Все эти события должен был осмыслить хозяин Белого дома. Его сторонники повышали планку требований к нему, противники усиливали нападки. Ястребы в администрации заваливали президента противоречивыми рекомендациями. Но Рузвельт под прессом внешних влияний только становился более спокойным, собранным, неторопливым и осмотрительным. В беседах с репортерами шутил и спорил, искусно уклоняясь от обсуждения острых новостей. Терпеливо выслушивал Икеса, который в десятый, а может быть, в сотый раз доказывал, что необходимо перевести службу леса из министерства сельского хозяйства в МВД – шаг, который президент, видимо, считал неуместным в военное время, хотя его самого увлекал план разведения косуль в Национальном парке Больших дымящихся гор.

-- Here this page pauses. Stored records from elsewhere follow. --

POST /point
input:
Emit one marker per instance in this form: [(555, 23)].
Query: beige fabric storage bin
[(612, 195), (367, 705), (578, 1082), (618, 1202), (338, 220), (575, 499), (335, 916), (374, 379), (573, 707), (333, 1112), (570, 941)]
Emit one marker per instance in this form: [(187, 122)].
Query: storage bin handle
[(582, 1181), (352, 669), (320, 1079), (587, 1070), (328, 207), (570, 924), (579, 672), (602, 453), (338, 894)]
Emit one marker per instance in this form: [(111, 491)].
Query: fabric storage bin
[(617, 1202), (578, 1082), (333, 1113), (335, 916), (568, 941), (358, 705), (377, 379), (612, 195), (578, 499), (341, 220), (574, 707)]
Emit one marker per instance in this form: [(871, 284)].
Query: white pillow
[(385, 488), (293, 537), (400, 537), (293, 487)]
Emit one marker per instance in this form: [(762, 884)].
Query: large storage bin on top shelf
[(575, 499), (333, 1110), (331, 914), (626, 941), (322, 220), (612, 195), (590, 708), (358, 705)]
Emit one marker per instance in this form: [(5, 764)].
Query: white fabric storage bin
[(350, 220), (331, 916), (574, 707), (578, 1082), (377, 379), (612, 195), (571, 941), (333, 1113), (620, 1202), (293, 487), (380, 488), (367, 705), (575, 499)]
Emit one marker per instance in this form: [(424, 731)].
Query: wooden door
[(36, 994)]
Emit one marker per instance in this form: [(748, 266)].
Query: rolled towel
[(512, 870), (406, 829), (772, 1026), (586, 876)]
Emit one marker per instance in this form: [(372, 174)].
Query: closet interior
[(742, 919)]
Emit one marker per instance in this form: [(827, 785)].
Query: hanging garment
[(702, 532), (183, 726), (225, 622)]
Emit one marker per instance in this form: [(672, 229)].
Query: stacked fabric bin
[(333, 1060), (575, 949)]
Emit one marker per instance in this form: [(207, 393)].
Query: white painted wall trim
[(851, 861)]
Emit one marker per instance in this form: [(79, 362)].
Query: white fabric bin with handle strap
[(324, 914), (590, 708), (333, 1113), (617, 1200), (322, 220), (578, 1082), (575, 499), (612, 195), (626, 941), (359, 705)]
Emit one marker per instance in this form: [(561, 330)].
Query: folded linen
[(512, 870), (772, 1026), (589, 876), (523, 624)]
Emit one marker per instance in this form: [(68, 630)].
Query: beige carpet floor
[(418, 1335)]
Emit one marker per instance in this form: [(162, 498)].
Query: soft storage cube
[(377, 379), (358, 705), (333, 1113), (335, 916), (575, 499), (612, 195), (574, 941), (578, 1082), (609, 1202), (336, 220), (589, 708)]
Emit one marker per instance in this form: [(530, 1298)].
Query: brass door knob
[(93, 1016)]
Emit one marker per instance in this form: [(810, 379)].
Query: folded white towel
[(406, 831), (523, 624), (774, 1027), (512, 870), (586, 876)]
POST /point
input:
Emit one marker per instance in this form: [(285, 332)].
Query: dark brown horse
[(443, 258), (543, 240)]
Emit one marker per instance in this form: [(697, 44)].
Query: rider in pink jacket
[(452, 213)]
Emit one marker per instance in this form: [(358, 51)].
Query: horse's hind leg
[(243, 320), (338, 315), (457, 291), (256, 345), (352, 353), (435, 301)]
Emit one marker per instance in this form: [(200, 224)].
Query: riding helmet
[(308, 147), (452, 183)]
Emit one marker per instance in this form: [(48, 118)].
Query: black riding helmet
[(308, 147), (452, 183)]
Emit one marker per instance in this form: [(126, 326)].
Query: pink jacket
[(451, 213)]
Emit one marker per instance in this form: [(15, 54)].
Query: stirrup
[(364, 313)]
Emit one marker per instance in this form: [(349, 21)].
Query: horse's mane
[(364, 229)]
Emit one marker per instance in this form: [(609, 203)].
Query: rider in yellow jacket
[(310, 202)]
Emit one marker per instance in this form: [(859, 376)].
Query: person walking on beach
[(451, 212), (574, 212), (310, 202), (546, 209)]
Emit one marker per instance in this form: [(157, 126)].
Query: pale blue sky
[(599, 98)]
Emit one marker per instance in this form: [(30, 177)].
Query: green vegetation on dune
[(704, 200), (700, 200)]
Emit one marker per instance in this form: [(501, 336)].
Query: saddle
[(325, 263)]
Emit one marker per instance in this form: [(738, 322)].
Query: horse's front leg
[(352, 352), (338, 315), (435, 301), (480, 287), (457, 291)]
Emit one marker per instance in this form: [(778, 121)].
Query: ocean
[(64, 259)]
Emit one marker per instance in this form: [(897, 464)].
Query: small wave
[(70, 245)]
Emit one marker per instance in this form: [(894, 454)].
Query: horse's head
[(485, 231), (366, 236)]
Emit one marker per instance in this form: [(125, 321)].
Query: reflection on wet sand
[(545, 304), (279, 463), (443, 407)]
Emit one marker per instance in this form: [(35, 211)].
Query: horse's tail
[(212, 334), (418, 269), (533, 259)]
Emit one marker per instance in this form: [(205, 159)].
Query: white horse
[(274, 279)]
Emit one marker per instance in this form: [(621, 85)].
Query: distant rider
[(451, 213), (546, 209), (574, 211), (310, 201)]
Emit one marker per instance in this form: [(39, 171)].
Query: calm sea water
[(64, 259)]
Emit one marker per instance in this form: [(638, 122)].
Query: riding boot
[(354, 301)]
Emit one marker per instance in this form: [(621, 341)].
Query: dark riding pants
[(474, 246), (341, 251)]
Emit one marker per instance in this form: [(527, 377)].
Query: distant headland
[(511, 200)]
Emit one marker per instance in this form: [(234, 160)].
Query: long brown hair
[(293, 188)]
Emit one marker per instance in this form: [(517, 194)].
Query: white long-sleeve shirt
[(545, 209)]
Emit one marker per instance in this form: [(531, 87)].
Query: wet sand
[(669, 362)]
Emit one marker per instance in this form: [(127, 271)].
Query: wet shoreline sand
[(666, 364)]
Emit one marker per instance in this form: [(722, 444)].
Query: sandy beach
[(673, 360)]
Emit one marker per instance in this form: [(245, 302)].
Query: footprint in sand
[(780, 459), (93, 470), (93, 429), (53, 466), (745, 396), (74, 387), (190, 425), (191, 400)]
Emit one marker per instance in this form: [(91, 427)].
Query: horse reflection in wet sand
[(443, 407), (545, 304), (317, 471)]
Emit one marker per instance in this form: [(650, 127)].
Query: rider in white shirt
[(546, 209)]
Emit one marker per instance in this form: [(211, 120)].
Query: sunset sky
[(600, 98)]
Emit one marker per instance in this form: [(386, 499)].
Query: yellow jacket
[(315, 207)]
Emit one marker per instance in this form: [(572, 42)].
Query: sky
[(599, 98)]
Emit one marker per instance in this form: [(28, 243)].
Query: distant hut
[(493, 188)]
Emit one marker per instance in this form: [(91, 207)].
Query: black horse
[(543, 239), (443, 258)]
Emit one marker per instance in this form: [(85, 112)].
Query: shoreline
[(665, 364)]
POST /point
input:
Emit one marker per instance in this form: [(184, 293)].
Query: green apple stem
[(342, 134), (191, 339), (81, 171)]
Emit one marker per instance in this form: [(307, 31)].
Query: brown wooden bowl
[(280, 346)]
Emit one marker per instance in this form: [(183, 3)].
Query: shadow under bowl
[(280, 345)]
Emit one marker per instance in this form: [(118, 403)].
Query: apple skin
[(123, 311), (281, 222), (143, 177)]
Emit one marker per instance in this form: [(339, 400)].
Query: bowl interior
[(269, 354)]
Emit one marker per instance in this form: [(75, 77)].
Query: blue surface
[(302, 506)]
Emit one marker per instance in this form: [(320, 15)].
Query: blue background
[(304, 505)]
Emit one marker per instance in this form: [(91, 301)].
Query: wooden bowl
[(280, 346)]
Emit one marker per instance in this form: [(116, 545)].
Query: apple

Однако Рузвельт вовсе не был неуязвим для моральной усталости. Еще больше чем прежде он погрузился в самого себя; на уик-энд часто уезжал в Гайд-Парк, отчасти для того, чтобы улаживать дела, касавшиеся поместья матери. Часами обдумывал поездки на рыбалку в Ки-Вест вместе с Гопкинсом; даже сделал вчерне набросок – проект дома, способного устоять под напором урагана. Находил время поговорить с членами Клуба дома Рузвельтов в Гайд-Парке, учителями округа Датчисс, с представителями Ассоциации фермеров. И при этом рассказывались длинные истории о жизни официального Вашингтона в годы Первой мировой войны, о Кампобелло и Гайд-Парке.
Появились также признаки физической усталости Рузвельта. Повышенное кровяное давление, связанное с переутомлением, у него находили еще четыре года назад, но тогда это не вызывало беспокойства. В 1941 году был поставлен диагноз этой болезни в более тяжелой форме. Доктор Макинтайр больше не был благодушен, хотя и не делал публичных заявлений, чтобы не противоречить своим прежним оценкам здоровья президента. У его пациента понизился аппетит, он стал меньше заниматься физическими упражнениями и отдыхать активно, проявлял больше признаков переутомления и бессонницы, чем в былые годы. Однако президент редко жаловался на здоровье и никогда особенно не интересовался им. Несомненно, его сильно беспокоили зарубежные дела.
Политическая напряженность нарастала, особенно на Дальнем Востоке. По настоянию императора Коноэ активизировал дипломатические усилия даже в условиях, когда напряженный график заставлял генералов и адмиралов наращивать военные приготовления. Сложилось нечто, что можно назвать шизофренической ситуацией. Все великие державы старались сочетать военные и дипломатические усилия; в Японии военное и дипломатическое ведомства конкурировали друг с другом, были разъединены, деятельность дипломатов зависела от графика военных.
Незаметно, почти неосязаемо Коноэ и дипломаты стали поддаваться перед лицом твердой позиции Вашингтона. Сигналы о развитии ситуации не отличались ясностью: иногда выяснялось, что Номура действует по своему усмотрению; поступали сообщения от Грю и по неофициальным каналам. И Коноэ, и Тоёда были вынуждены маскировать свои уступки из опасений, что об этом узнают экстремисты и поднимется волна шовинизма. Японские военные продолжали следовать намеченным курсом; во время деликатных переговоров Вашингтон узнал, что в Индокитай направлены дополнительные японские войска. Однако политические руководители в Токио демонстрировали готовность продолжать переговоры. Японская сторона соглашалась на следующие уступки по трем главным вопросам переговоров: проводить «независимый» курс в рамках Берлинского пакта – уступка довольно существенная на данном этапе, поскольку в условиях усиления конфронтации США и Германии Токио мог автоматически встать на сторону Берлина в случае войны; следовать курсу на сотрудничество и исключение дискриминационных мер в экономических отношениях – уступка, воспринимавшаяся Халлом как бальзам на сердце; позволить Вашингтону посредничать в урегулировании отношений между Японией и Китаем.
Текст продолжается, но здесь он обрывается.